Section 173 of the Companies Act, 2013, has brought technology to the boardroom. It allows a director to participate in board meetings through video conferencing. This sounds as simple as making a video call and attending a board meeting. However, it is not that simple and a plethora of rules and regulations need to be complied with in order for such participation to be valid. We, in this post, shall talk about how an online board meeting is conducted and what are the compliances required.
What do you mean by video-conferencing?
Video-conferencing has been defined under Rule 3 of the Companies (Meetings of Board and its Powers) Rules, 2014. It means an audio-visual electronic communication facility enabling people to participate in a meeting effectively and communicate concurrently without an intermediary.

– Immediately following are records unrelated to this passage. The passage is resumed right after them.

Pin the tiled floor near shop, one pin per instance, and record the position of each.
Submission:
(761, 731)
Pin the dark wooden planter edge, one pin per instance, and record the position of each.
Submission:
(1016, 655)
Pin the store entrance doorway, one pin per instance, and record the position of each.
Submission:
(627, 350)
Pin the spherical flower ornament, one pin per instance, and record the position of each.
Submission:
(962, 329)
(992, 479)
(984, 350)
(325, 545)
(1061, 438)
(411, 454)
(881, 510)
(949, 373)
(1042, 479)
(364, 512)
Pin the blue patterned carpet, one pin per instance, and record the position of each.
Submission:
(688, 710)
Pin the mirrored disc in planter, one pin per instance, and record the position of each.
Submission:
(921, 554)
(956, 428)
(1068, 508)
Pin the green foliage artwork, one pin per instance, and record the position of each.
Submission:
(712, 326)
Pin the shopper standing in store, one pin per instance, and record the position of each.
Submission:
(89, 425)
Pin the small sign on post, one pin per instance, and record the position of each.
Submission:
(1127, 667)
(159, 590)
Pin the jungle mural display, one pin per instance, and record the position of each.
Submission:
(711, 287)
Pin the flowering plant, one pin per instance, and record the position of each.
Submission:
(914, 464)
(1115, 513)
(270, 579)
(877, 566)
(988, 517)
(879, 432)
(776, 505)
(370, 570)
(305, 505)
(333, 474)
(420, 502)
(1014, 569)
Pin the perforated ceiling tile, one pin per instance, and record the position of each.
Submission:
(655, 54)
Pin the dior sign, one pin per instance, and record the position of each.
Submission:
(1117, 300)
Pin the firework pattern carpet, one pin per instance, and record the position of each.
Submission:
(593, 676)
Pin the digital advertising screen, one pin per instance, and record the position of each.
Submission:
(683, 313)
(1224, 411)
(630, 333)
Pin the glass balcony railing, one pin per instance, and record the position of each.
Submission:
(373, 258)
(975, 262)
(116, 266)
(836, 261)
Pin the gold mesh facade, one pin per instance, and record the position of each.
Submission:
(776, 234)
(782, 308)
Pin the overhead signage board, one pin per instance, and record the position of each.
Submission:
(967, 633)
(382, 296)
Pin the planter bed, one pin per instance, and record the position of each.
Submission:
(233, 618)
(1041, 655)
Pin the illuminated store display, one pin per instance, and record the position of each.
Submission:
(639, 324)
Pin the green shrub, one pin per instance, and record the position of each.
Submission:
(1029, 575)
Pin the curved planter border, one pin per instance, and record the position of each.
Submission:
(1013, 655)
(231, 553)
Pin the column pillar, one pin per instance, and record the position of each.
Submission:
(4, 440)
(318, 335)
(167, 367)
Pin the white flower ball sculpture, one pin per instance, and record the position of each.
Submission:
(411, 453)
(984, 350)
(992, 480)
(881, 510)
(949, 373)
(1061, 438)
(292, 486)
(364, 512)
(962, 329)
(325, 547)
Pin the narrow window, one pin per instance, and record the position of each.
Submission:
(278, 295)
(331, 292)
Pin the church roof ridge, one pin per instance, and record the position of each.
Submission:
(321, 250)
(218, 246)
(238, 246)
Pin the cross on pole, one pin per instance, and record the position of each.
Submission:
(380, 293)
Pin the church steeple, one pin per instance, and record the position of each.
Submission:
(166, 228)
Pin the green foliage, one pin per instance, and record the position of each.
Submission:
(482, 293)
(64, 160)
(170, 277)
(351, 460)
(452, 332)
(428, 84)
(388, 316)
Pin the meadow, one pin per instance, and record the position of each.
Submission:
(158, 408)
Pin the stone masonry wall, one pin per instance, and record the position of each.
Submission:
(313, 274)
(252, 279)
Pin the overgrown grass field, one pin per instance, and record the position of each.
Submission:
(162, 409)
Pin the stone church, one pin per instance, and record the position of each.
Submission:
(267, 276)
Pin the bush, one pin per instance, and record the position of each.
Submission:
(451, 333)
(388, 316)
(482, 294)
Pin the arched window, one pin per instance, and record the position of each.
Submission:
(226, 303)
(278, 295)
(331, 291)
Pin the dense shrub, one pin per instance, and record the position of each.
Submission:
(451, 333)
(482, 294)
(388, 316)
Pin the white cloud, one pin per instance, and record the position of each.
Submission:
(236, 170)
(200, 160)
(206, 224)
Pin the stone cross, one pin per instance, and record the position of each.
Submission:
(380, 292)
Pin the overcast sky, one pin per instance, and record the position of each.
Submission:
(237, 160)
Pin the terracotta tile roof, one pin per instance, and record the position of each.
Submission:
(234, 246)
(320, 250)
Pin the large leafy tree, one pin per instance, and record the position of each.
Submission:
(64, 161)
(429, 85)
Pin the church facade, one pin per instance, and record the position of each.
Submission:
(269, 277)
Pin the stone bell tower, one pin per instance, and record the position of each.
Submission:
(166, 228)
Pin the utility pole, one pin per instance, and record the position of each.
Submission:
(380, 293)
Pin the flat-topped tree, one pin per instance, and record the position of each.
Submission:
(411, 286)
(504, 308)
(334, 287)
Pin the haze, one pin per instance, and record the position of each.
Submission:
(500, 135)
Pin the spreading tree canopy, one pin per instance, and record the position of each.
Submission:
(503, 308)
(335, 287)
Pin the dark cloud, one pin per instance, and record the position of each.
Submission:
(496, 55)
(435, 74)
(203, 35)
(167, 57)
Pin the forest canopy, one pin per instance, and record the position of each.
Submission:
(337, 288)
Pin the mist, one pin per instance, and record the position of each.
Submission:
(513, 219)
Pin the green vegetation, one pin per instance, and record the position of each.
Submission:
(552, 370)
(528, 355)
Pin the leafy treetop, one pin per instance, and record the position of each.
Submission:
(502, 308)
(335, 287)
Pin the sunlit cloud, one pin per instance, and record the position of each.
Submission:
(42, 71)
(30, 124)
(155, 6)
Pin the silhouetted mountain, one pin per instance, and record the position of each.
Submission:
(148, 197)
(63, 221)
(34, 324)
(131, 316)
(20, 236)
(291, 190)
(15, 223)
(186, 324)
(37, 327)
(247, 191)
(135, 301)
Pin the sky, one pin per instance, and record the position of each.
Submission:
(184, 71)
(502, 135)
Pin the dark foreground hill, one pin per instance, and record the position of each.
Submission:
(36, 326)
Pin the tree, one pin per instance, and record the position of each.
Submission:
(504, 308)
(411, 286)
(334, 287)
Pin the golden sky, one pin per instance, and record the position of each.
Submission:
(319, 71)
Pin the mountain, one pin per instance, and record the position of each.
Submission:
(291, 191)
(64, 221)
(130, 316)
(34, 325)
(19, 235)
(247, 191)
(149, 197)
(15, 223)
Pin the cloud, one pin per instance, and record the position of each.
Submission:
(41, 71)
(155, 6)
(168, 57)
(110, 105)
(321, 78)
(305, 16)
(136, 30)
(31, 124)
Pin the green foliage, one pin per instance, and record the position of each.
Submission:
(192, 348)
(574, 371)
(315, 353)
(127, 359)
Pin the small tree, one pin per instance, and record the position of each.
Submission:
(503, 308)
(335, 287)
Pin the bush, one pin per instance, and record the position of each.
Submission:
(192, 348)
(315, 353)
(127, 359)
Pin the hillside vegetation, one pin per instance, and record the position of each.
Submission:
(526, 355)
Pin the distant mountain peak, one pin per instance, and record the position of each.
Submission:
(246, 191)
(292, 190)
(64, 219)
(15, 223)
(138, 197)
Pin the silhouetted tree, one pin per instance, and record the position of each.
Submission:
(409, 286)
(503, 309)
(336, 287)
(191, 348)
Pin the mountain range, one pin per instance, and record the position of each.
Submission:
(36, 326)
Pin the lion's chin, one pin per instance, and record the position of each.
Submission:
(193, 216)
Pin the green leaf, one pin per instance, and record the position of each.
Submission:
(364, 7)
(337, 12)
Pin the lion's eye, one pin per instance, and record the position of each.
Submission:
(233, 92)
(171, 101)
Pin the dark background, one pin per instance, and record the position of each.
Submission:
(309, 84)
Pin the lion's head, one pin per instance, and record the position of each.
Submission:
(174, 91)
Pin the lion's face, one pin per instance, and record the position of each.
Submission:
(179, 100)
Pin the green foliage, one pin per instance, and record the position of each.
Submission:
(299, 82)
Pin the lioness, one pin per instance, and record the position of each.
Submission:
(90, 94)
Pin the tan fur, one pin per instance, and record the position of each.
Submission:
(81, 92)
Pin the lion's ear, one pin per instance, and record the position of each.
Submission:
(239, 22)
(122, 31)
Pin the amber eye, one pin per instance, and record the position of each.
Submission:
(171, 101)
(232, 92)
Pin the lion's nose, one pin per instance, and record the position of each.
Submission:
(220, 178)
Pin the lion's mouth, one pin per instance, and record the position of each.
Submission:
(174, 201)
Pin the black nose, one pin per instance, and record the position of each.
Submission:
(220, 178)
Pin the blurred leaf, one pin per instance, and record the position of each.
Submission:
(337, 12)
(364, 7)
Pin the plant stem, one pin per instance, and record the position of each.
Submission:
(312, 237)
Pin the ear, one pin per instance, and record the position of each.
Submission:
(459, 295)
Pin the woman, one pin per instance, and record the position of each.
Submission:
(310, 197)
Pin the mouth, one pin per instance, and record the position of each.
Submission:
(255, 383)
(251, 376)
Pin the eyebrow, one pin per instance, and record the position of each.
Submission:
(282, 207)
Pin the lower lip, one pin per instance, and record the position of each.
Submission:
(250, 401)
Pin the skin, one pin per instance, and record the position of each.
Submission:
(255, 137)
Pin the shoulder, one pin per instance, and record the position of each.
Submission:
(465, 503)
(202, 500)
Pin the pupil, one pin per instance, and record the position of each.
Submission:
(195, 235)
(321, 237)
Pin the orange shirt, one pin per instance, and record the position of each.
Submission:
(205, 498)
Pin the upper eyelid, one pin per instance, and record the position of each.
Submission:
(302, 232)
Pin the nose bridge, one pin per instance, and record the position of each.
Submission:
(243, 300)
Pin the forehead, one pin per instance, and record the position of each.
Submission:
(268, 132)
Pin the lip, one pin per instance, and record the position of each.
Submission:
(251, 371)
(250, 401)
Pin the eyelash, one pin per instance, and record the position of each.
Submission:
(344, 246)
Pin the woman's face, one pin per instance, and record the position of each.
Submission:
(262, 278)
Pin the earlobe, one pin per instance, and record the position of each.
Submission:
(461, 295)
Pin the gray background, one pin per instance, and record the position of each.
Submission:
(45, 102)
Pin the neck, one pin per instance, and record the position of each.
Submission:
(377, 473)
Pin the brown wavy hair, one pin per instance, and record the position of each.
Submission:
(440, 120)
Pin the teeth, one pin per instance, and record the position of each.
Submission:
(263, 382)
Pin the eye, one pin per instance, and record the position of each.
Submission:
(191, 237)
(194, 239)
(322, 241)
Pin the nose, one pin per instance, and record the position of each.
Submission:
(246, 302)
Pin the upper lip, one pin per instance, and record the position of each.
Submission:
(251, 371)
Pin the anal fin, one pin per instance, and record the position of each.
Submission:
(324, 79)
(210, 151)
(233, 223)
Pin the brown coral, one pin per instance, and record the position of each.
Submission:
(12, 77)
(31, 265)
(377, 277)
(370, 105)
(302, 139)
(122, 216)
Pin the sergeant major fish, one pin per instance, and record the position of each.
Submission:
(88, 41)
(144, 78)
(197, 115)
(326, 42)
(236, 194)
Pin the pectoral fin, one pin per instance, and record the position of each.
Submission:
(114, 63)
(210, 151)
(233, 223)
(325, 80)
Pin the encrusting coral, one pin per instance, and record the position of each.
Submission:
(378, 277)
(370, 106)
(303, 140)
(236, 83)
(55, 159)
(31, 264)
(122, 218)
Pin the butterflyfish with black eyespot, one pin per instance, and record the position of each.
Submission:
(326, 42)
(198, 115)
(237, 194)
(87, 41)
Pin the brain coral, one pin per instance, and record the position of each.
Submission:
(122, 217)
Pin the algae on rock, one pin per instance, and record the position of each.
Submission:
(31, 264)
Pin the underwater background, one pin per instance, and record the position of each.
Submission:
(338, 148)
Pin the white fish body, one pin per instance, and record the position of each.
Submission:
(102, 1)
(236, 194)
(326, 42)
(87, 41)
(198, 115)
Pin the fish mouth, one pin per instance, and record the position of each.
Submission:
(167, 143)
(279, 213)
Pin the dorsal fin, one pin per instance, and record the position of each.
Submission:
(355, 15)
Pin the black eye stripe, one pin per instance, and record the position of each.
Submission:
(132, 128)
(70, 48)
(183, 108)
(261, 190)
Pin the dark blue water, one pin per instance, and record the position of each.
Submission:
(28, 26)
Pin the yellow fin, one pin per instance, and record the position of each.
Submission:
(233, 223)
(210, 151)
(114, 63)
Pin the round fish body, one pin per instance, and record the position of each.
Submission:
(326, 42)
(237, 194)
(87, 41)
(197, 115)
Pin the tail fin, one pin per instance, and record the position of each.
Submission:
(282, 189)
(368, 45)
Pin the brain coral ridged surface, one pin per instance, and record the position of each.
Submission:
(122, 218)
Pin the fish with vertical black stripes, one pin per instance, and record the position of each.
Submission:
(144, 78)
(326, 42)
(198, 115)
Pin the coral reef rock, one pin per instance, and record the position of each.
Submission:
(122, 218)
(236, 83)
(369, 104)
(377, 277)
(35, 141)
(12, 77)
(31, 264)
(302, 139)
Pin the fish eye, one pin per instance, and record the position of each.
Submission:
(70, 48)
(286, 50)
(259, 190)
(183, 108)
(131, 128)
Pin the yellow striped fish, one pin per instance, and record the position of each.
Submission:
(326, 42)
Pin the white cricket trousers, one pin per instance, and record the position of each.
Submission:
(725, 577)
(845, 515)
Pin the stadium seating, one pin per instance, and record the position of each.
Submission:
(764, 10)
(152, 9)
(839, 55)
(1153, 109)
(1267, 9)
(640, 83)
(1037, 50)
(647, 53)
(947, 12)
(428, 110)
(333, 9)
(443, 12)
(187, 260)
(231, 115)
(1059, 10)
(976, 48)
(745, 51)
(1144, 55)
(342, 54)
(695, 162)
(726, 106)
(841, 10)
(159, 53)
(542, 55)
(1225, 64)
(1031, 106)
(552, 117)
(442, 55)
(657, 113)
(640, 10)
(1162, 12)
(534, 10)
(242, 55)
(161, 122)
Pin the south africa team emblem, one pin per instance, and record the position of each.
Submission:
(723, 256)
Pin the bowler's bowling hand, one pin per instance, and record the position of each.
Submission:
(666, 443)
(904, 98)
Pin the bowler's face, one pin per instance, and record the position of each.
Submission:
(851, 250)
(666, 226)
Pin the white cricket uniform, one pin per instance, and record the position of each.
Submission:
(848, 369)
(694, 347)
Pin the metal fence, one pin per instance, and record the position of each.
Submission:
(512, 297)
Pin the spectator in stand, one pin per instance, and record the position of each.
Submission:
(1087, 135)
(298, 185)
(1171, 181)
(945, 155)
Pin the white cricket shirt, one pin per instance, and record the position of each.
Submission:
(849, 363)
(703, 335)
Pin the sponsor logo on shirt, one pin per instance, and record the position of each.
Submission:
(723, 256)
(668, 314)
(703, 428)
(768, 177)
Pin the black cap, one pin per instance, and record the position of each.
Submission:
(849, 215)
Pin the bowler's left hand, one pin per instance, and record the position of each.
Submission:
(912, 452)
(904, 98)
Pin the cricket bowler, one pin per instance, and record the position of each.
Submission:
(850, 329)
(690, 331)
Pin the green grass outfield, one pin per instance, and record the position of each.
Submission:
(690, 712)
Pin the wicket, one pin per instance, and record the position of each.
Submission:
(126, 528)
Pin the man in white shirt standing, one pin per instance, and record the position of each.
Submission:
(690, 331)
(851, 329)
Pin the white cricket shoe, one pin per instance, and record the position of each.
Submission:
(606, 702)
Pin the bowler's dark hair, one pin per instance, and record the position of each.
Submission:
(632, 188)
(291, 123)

According to Section 173, all companies can hold board meetings via video conferencing.
Can all matters be dealt with in a board meeting through video-conferencing?
No, certain matters cannot be dealt through an online board meeting, these include:
Approval of the annual financial statements.
Approving the board’s report.
Approving the prospectus.
Approval of matters related to amalgamation, merger, demerger, acquisition and takeover.
However, please note that, if the quorum is completed by the directors who are physically present, then a director can vote on the aforementioned issues via video-conferencing.
What is the procedure to conduct an online board meeting?
The following steps are involved in conducting an online board meeting:
Notice: A notice for the board meeting needs to be sent 7 days in advance to all the directors. Inter alia, the notice shall intimate the directors regarding their option to participate through video-conferencing or other audio-visual means. Directors need to confirm in advance regarding their mode of participation.
Roll call: As a board meeting commences, a roll call is taken by the chairperson. Every director who is participating through video-conferencing or other audio-visual means is required to state their name, location, a confirmation that he/she has received the agenda and that no other person has access to the meeting.
Quorum: The chairperson shall record the names of all the directors present (including those attending through video-conferencing) and confirm if the required quorum is present for the board meeting to begin. Please note that as per Section 174 of the Companies Act, 2013, directors attending through video-conferencing or other audio-visual means are also included for the purposes of quorum.
Conduct of the meeting: Typically, every item of the business should be taken up individually. Every participant is required to identify himself/herself, before speaking. If a motion is objected, then it is required that the same be put for voting. Finally, the chairperson announces the summary and decision taken on each of the issues raised.
What are the post-meeting compliances required?
Post the meeting, the minutes of the meeting need to be recorded in a minute book and circulated among all the directors within fifteen days. Every director who was present including the directors participating through video-conferencing shall confirm the accuracy of the minutes. The minutes shall be entered into a minute book and the record of the same shall be preserved.
The facility of attending board meetings through video-conferencing or other audio-visual means is available to all companies and to all persons who may be required to attend the board meetings. This provision, enables quick conduct of board meetings, without inconveniencing directors who may be in a different geographical location.